Je le vois arriver comme une trombe sur moi. Il me regarde fixement, qu’est-ce qu’il me cherche encore celui-là ? Je tombe des nues quand il me sort :
- Je suis désolé pour le bébé.
- Pardon ? Le quoi ?
- Le bébé ?
Flash back. Comment ai-je pu l’oublier ? Le beau conducteur du métro… Il faut dire qu’il s’est passé tellement de choses depuis…
- Ah oui, Kader, c’est ça ? Excusez-moi, je ne m’attendais pas à vous voir ici.
Apparemment ce n’est pas la réponse qu’il attend. J’ai envie qu’on me foute la paix. Voilà, je suis tout juste bonne à me faire poursuivre par des conducteurs de métro. Voilà, ce qu’est ma vie, cette fange misérable, un feuilleton à peine digne de Zola.
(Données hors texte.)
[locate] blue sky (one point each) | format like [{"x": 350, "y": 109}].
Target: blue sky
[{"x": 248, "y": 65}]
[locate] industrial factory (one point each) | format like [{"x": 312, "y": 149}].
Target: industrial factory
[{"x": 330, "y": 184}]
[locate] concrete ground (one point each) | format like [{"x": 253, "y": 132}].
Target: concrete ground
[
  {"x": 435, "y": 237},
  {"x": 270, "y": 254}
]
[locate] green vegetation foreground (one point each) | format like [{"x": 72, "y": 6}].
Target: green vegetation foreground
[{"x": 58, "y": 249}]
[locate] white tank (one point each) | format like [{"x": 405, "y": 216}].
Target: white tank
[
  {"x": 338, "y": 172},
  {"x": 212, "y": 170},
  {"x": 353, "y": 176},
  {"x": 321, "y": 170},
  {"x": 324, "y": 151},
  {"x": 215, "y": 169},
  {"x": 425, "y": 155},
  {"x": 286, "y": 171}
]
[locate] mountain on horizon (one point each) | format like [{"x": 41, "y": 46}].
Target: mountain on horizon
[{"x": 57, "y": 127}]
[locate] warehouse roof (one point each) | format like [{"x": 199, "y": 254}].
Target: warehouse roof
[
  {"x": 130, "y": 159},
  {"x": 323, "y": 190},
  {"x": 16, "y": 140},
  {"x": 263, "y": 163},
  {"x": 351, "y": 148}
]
Alors, de guerre lasse, je lui dis la vérité :
- Ah, le bébé, oui, excusez-moi. Oh, c’était juste une blague, vous savez.
Etrangement, il n’a pas l’air choqué et continue à me regarder de ses yeux humides et compatissants. Peut-être s’imagine-t-il que c’est une manière élégante pour moi de dissimuler une fausse couche. Tant mieux, je n’ai envie de rendre compte à personne aujourd’hui. J’attaque, je mords pour qu’il déguerpisse au plus vite et me laisse vaquer à mes mornes pensées.
- Bon, et quoi ? Et maintenant ? Vous vouliez me voir dans mon univers de travail ? Et bien, voilà ! Excitant, n’est-ce pas ? Vous n’avez rien de mieux à faire dans la vie, Vous voulez une bougie ? Feu de bois, c’est parfait, non ? Ca pourrait mettre le feu à votre cabine et à votre ennui.
- Non, je voulais juste vous inviter à déjeuner. Vous êtes libre ce midi ?
- Oui.
- Très bien. Votre pause est à quelle heure ?
- 13h.
- Ok, à tout à l’heure.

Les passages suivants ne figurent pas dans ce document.